Il y a eu d'excellents préfets de Police à Marseille, en revanche je cherche toujours à comprendre à quoi sert la préfecture de police en tant que structure. Pour avoir suivi les conditions dans lesquelles le décret instaurant la préfecture de police de Marseille a été adopté, je peux affirmer que cette création a considérablement amoindri les autres structures. Cette création a donc entrainé davantage de problèmes qu'elle n'en résout.

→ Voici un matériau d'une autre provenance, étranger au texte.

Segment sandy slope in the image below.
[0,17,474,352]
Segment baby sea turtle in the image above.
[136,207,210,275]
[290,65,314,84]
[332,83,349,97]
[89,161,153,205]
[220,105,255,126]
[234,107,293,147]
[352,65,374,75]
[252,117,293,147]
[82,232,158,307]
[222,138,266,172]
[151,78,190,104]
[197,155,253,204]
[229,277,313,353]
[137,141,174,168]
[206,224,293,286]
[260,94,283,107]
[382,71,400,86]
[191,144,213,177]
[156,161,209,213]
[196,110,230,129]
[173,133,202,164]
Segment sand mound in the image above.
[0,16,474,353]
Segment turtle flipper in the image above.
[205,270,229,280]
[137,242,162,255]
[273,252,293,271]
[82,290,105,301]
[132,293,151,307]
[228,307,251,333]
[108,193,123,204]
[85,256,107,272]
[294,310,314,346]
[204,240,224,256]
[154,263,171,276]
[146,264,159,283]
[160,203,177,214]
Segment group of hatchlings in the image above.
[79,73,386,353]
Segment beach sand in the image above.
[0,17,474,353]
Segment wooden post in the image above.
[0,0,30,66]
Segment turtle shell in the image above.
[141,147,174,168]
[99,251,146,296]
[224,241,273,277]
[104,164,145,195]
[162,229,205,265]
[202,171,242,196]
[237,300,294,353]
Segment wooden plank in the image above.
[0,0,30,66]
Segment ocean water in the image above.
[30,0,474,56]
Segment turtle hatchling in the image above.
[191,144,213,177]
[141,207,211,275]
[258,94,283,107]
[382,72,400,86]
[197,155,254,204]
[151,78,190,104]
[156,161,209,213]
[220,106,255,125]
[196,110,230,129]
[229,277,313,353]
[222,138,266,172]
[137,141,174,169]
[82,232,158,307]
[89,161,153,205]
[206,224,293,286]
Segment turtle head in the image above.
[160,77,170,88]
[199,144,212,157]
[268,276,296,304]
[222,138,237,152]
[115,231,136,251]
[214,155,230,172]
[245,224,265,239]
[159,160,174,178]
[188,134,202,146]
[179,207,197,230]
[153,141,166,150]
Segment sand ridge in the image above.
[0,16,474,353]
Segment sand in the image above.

La dernière question qui m'a été posée : que faire ? Je citerai ma rencontre, à l'invitation d'un syndicat de policiers, avec une cinquantaine de bacqueux dont, je dois l'avouer, je ne disais pas du bien. J'ai eu droit à un accueil rugueux, mais par des gens qui avaient été sermonnés. Au bout de dix minutes, on a commencé à avoir un débat de qualité. Ils ont commencé à aborder intelligemment ce qui pourrait être amélioré dans leur métier. Ils ont mis en avant trois éléments. D'abord, la BAC engendre le plus haut niveau d'ennui imaginable pour un policier : il ne se passe rien. Les bacqueux m'ont expliqué qu'ils meublaient leur ennui par le seul outil dont ils disposent pour justifier leur activité : les contrôles d'identité. Ils n'avaient aucun doute sur le manque d'intérêt de la pratique, en revanche cela leur permet de montrer qui contrôle le territoire. Ils ont commencé à échanger sur ce qu'ils pourraient faire d'utile à la place. Mais les propositions que j'ai entendues ne s'inscrivent pas dans la politique du chiffre. En particulier, ce qu'on ne fait jamais dans la police, dresser un retour d'expériences. Cela s'explique très bien : nous avons une des rares polices au monde qui n'est pas dirigée par des policiers. Mais il y a un travail à faire là-dessus, en sollicitant plus les policiers de terrain, qui ont à la fois la connaissance et la compétence, dans la définition des stratégies policières. Cette expérience n'est qu'un exemple mais j'ai beaucoup plus appris en trois heures avec des bacqueux qu'en dix ans d'échanges avec l'école nationale supérieure de police.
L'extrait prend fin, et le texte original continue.